Aliás, o ministro Moro, que circula, lépido e fagueiro, entre parlamentares articulando contra a decisão vinculante do STF, em vez de estar em outdoors propagandeando o Pacote Anticrime (parece o tal “MP Pró-Sociedade… existe um MP contra ela? E “anticrime”? Alguém é a favor do crime?! Genial: proibamos os crimes. Resolvido está.), deveria mandar um projeto para tornar o sistema prisional em Estado de Coisas Constitucional. Porém, ao contrário, quer colocar mais e mais pessoas nas prisões, ditas, conhecidas e reconhecidas como masmorras medievais por gente de tudo que é nível e autoridade.

Para quem tem dúvida do que estou falando sobre o conceito de presunção da inocência e a possibilidade de prisão em segunda instância, leia o que escrevi no artigo Juiz boicota STF ao soltar condenado a 29 anos! E Mazloum salva o dia!, em que mostro o modo como é possível fazer a coisa certa: estando presentes requisitos de prisão cautelar, o réu, condenado em segunda instância, não pode recorrer em liberdade para o STJ e STF. Poderão recorrer em liberdade os que não estiveram “bajo” tais requisitos. Insisto: leiam o artigo acima. Ali explico isso tudo tim-tim por tim-tim.

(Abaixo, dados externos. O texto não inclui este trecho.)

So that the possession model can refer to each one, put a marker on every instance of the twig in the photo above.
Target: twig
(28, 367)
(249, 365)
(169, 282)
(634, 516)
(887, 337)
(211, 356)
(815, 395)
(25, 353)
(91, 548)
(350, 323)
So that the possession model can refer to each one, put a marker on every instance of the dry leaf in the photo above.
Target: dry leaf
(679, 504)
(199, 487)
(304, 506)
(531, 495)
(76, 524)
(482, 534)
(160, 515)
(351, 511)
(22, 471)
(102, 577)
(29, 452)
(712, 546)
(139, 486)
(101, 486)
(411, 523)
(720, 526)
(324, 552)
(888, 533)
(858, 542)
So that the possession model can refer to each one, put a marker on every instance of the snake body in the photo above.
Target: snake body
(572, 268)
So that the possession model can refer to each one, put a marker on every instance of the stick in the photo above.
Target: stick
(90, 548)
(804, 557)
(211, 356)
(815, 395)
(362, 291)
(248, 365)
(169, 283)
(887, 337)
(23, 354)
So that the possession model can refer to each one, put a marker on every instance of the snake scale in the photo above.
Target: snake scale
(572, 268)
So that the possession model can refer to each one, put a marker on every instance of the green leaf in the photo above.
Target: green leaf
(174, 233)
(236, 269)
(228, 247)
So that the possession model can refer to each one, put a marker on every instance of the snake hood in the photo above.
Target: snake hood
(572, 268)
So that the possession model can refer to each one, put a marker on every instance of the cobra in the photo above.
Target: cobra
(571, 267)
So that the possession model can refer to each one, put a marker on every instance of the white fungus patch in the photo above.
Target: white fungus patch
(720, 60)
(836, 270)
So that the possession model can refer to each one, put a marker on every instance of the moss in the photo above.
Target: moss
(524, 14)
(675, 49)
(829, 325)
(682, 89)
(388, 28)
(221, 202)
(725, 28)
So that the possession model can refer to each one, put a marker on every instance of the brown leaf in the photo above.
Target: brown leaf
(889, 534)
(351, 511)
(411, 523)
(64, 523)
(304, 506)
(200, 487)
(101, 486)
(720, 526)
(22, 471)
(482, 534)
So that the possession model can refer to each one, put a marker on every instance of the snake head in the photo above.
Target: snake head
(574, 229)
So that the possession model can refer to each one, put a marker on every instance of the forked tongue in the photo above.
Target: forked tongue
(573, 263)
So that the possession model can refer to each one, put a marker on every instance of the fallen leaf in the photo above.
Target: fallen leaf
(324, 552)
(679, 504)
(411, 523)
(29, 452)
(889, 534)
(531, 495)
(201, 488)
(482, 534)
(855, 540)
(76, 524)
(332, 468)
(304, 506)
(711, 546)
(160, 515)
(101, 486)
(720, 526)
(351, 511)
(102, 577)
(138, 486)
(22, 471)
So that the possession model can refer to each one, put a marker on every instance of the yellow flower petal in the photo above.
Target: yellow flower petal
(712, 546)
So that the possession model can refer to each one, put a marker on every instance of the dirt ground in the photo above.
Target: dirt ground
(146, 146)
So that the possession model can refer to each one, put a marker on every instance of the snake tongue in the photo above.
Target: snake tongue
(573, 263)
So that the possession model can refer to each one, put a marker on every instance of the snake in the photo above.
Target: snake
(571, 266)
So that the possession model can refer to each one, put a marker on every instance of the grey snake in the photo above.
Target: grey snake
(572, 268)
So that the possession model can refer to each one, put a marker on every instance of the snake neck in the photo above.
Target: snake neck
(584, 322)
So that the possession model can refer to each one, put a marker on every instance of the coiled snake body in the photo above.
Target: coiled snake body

Qual é o problema, então? Por que o Parlamento quer arriscar chamuscar a própria institucionalidade, alterando decisão vinculante do STF, só para satisfazer um capricho? Vejam o risco. Imaginemos que o Parlamento viole a cláusula pétrea e aprove uma PEC ou altere o CPP. Imaginemos que o STF diga que essa alteração é inconstitucional. E o parlamento faça de novo. E assim por diante. Um modo contínuo que leva a uma crise institucional.

É o paradoxo da solução que nada soluciona. Como essa gente que cai na ideia de Constituinte. Ora, se não se obedece a esta que temos, e é uma das mais democráticas do mundo, por que haveriam de obedecer à nova? Mais: demonizam o Parlamento e pedem Constituinte. Quem vai elaborar? Parlamentares da Dinamarca? (Ou da Hungria? Esse é novo modelo, não?)

Então, de novo: é mentira que o STF tenha proibido prender em segunda instância. É mentira dizer que “temos de votar PEC para permitir prisão em segunda instância”. Mil vezes mentira. Ao dizer isso, Moro mente. Parlamentares mentem. Juristas que dizem isso mentem. Jornalistas e jornaleiros, ao espalharem essas mentiras, prestam desserviço à democracia.

Por isso, afirmo: sou a favor da prisão em segunda instância. Como o STF. Pelo simples fato de que nunca foi proibida. Havendo requisitos, cabe sempre prender. O STF não proibiu. O problema é que querem tornar obrigatório aquilo que apenas está permitido, conforme decidido nas ADCs, cujo efeito é vinculante: Ninguém poderá ser preso senão em flagrante delito ou por ordem escrita e fundamentada da autoridade judiciária competente, em decorrência de sentença condenatória transitada em julgado ou, no curso da investigação ou do processo, em virtude de prisão temporária ou prisão preventiva.

Ou seja, o amaldiçoado artigo 283, julgado constitucional pelo STF, não proíbe prender em segunda instância. Aliás, não proíbe em instância nenhuma. Apenas garante a presunção da inocência.

Viram, deputados e senadores? Viu, Sardenberg? Parem de jogar para a torcida. Amanhã essa torcida torcerá para outro time. E a metade estará afundada nas redes neocavernosas, espalhando fake news. Nem se importarão com vocês. E se reabrirem os bingos, então…

O resto é uma deslavada mentira. No tribunal da história, serão lembrados como conspiradores contra as instituições.